Kosovo und Serbien suchen wieder einmal in Brüssel Annäherung

Trotz ihres kürzlichen Abkommens zur Normalisierung ihrer Beziehungen liegen die Ex-Kriegsgegner Kosovo und Serbien mal wieder im Clinch: Ungeachtet der hoffnungsfrohen Verlautbarungen der EU-Vermittler scheint ein rascher Durchbruch bei ihrem Gipfeltreffen in Brüssel kaum in Sicht.
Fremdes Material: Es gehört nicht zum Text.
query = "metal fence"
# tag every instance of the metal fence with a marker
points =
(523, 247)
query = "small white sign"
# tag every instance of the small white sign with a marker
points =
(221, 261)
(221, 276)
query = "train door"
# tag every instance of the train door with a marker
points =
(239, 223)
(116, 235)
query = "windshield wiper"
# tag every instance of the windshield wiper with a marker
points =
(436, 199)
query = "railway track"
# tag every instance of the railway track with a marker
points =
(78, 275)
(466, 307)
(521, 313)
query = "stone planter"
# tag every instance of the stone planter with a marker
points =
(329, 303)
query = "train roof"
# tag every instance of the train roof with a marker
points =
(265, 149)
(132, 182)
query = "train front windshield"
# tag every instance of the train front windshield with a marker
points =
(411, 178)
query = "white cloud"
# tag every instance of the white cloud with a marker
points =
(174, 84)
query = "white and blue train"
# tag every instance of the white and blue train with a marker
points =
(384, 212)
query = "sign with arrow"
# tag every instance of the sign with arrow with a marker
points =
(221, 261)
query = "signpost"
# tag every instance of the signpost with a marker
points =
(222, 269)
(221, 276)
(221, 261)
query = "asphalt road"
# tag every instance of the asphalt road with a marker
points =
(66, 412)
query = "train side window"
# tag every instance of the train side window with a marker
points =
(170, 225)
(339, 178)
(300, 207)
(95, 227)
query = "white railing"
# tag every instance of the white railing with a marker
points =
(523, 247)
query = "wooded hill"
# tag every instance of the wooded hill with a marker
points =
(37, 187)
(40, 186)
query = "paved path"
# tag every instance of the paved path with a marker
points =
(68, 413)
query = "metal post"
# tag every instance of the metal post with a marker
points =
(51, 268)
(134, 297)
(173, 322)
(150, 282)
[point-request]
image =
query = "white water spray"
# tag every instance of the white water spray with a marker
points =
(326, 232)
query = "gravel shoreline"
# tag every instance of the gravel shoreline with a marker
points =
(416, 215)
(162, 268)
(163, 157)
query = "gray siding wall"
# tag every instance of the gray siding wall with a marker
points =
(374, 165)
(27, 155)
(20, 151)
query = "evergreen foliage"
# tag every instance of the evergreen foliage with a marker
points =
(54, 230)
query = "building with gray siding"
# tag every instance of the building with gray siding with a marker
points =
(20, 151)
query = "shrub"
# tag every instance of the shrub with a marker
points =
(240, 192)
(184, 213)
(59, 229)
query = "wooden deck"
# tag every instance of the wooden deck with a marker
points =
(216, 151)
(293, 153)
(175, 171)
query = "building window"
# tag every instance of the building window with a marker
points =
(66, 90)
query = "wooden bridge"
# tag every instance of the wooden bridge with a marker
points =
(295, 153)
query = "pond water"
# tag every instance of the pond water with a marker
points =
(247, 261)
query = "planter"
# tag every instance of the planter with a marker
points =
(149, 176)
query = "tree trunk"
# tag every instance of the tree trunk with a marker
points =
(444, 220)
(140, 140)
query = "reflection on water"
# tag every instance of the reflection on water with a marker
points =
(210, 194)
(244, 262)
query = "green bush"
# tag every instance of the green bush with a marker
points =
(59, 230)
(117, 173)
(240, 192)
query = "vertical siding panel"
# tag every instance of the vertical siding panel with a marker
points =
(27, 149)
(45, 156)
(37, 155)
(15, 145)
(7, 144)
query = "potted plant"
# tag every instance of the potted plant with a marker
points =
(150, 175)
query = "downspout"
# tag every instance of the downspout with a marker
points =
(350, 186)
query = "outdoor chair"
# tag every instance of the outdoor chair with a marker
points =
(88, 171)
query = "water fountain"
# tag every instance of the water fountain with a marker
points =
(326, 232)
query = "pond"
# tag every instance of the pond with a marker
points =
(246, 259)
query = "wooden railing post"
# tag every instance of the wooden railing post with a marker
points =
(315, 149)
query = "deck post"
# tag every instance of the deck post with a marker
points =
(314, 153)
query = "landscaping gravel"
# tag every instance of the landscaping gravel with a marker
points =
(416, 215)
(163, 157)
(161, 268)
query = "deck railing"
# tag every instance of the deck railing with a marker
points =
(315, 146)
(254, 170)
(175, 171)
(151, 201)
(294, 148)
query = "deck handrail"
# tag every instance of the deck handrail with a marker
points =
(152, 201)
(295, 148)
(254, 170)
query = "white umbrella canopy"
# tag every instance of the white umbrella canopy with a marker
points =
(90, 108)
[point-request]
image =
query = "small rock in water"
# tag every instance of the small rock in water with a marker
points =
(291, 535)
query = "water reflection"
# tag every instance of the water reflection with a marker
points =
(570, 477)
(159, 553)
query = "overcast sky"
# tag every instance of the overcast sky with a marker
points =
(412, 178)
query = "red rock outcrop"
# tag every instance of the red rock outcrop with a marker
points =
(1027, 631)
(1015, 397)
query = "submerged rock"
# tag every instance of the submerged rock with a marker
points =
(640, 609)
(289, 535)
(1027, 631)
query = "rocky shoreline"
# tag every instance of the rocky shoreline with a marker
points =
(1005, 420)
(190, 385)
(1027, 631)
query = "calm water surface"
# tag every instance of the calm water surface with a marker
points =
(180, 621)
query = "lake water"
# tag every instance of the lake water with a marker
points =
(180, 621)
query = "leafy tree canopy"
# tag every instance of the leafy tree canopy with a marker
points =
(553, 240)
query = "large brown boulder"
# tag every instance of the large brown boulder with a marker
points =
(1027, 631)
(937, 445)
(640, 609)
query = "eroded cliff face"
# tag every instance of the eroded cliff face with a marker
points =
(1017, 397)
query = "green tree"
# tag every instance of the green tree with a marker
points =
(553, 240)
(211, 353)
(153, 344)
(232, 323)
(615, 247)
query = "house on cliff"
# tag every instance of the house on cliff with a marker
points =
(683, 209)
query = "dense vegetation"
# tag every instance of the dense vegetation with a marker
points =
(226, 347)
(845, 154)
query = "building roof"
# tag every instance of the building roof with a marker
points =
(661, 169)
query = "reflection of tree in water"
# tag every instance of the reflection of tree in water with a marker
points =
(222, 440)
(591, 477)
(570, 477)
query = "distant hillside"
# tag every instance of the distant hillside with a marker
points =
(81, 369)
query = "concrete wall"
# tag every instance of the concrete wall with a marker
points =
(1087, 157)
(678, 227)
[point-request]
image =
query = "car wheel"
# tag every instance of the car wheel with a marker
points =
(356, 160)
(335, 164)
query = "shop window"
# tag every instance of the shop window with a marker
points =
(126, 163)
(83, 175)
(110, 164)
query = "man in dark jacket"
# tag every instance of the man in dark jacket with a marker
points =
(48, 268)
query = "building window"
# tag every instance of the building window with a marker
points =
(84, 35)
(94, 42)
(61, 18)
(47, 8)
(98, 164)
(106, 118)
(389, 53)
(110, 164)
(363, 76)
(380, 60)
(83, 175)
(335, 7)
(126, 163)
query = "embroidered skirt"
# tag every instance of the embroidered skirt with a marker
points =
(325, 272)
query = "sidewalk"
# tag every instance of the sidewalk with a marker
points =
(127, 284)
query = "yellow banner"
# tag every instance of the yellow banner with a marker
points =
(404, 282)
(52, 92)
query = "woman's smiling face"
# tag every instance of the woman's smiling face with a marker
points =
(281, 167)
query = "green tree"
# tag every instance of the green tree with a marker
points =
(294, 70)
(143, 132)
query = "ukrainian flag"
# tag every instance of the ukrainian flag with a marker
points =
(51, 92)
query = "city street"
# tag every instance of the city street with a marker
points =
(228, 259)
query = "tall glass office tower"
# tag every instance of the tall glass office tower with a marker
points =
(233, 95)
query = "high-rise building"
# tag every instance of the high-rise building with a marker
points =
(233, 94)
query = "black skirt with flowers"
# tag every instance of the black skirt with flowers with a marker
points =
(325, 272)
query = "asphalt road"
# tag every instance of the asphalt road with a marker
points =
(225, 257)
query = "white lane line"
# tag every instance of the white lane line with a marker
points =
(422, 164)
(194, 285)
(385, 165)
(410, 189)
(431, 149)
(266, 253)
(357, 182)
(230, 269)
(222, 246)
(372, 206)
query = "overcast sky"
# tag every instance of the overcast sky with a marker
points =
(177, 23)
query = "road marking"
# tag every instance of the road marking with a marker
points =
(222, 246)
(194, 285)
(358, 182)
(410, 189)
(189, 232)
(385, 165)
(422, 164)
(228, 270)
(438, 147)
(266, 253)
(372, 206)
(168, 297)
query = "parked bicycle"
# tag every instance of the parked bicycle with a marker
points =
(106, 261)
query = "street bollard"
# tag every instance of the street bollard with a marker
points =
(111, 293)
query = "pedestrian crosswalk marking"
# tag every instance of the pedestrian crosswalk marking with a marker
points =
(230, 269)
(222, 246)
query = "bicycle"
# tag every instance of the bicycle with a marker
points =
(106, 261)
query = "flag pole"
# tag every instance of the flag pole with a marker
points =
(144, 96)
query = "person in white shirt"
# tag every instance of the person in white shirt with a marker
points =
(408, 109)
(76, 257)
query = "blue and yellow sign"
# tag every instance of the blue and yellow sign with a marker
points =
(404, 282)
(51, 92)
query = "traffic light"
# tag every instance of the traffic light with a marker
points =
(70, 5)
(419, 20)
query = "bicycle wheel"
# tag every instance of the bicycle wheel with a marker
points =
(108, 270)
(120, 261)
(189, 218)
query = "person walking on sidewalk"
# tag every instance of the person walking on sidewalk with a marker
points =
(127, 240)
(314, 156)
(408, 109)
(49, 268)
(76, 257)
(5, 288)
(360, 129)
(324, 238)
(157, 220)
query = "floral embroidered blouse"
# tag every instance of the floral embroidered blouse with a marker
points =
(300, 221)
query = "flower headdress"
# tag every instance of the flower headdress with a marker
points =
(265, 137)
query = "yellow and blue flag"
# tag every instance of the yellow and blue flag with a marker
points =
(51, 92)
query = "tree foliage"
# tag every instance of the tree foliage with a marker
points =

Das Verhältnis zwischen Serbien und dem Kosovo bleibt schwierig: Kosovos Premierminister Albin Kurti nahm vergangene Woche an einer Gedenkfeier für im Jahr 1999 von serbischen Truppen ermordete Menschen im Kosovo teil

Das Verhältnis zwischen Serbien und dem Kosovo bleibt schwierig: Kosovos Premierminister Albin Kurti nahm vergangene Woche an einer Gedenkfeier für im Jahr 1999 von serbischen Truppen ermordete Menschen im Kosovo teil Foto: AFP/Armend Nimani

Mit gegenseitigen Schmähungen läuten die unwilligen Nachbarn ihre nächste Dialogrunde ein. Kosovos Premier Albin Kurti sei ein „Gauleiter der Besatzung“, der „die Serben aus Nordkosovo vertreiben und um jeden Preis den Konflikt“ wolle, wettert Serbiens Präsident Aleksandar Vucic vor dem erneuten Gipfeltreffen mit seinem Widersacher am heutigen Dienstag in Brüssel.